FIG. 1 is a half longitudinal sectional view showing a double row spherical roller bearing according to an embodiment.

FIG. 2 is a half cut front view showing a guide wheel in the embodiment.

FIG. 3 is an explanatory diagram showing a tempering step in the embodiment.

FIG. 4 is a graph showing an amount of deformation (warpage) after performing a correction tempering and a normal tempering according to the embodiment.

FIG. 5 is a half vertical sectional view showing another example of a double row spherical roller bearing to which the present invention can be applied.

FIG. 6 is a half-cut front view showing a guide wheel in the example.

FIG. 7 is a graph showing the amount of warpage of the guide wheels due to quenching.
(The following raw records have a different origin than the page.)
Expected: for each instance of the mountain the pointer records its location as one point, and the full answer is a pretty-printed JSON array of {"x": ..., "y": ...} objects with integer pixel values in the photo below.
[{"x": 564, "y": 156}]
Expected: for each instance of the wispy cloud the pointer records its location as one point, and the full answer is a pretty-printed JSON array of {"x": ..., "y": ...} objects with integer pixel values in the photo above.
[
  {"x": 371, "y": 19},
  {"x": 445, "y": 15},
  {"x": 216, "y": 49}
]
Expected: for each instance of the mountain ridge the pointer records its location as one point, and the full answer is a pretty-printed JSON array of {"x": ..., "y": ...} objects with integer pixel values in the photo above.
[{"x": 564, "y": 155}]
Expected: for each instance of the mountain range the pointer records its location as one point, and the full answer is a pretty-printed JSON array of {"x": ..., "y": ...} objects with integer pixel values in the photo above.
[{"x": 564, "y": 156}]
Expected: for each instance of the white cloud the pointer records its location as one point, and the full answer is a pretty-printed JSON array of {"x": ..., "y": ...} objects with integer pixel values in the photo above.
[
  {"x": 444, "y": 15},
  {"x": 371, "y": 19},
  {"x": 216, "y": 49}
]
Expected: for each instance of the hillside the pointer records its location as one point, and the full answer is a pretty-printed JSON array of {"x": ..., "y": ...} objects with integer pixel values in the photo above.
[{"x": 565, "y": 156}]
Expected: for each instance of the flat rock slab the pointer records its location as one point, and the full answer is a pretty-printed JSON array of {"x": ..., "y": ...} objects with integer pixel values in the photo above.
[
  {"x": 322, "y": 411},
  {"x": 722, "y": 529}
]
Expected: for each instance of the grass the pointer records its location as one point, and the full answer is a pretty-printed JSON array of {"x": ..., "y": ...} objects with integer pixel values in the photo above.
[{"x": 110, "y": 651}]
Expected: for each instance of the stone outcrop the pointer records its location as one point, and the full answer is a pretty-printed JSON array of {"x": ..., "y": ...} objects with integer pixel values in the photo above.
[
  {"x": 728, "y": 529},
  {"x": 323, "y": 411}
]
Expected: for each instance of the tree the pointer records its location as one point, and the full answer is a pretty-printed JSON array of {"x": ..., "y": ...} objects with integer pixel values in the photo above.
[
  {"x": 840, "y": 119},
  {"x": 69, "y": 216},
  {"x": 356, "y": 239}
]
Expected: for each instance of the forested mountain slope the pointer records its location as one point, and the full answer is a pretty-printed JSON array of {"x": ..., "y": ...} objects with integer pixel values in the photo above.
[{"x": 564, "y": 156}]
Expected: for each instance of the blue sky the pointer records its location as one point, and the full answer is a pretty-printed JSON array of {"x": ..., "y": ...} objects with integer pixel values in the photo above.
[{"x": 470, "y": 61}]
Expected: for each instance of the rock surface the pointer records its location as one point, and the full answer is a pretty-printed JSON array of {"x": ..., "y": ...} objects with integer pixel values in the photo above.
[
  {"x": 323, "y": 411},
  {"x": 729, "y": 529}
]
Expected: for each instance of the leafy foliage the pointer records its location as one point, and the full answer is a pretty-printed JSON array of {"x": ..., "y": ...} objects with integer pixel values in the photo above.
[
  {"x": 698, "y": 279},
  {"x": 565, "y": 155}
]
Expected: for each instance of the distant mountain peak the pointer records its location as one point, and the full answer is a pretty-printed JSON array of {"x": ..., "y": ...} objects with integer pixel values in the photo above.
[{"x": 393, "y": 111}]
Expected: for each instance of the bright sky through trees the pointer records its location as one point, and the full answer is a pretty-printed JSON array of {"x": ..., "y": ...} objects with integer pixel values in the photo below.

FIG. 8 is a table showing a comparison between each embodiment and a conventional device.

[Explanation of symbols]

 1 outer race 3 raceway 5 inner raceway 7 raceway 9 roller 11 roll press retainer 13 guide wheel 31, 33, 35 correction type 37 high frequency heating coil 39 temperature Total

Claims (3)

[Claims] 1. An outer ring having a concave spherical raceway centered on the center of curvature of a bearing center, an inner ring having two rows of raceways, and a raceway between the inner and outer rings via a retainer and a guide wheel. A double row spherical roller bearing comprising two rows of barrel rollers, wherein the guide wheel is quenched or tempered in a state in which at least one of an outer peripheral surface, an inner peripheral surface, and an end surface is restricted. Double row spherical roller bearing characterized by having been subjected to the following. 2. An outer ring having a concave spherical track whose center of curvature is a bearing center, an inner ring having two rows of tracks, and a track between the inner and outer rings via a retainer and a guide wheel. A double-row spherical roller bearing comprising two rows of barrel rollers, wherein the guide wheel is subjected to a quenching treatment in a high-pressure gas atmosphere. 3. An outer ring having a concave spherical track whose center of curvature is a bearing center, an inner ring having two rows of tracks, and a track between the inner and outer rings via a retainer and a guide wheel. A double row spherical roller bearing comprising two rows of barrel rollers, wherein the guide wheel is subjected to austempering.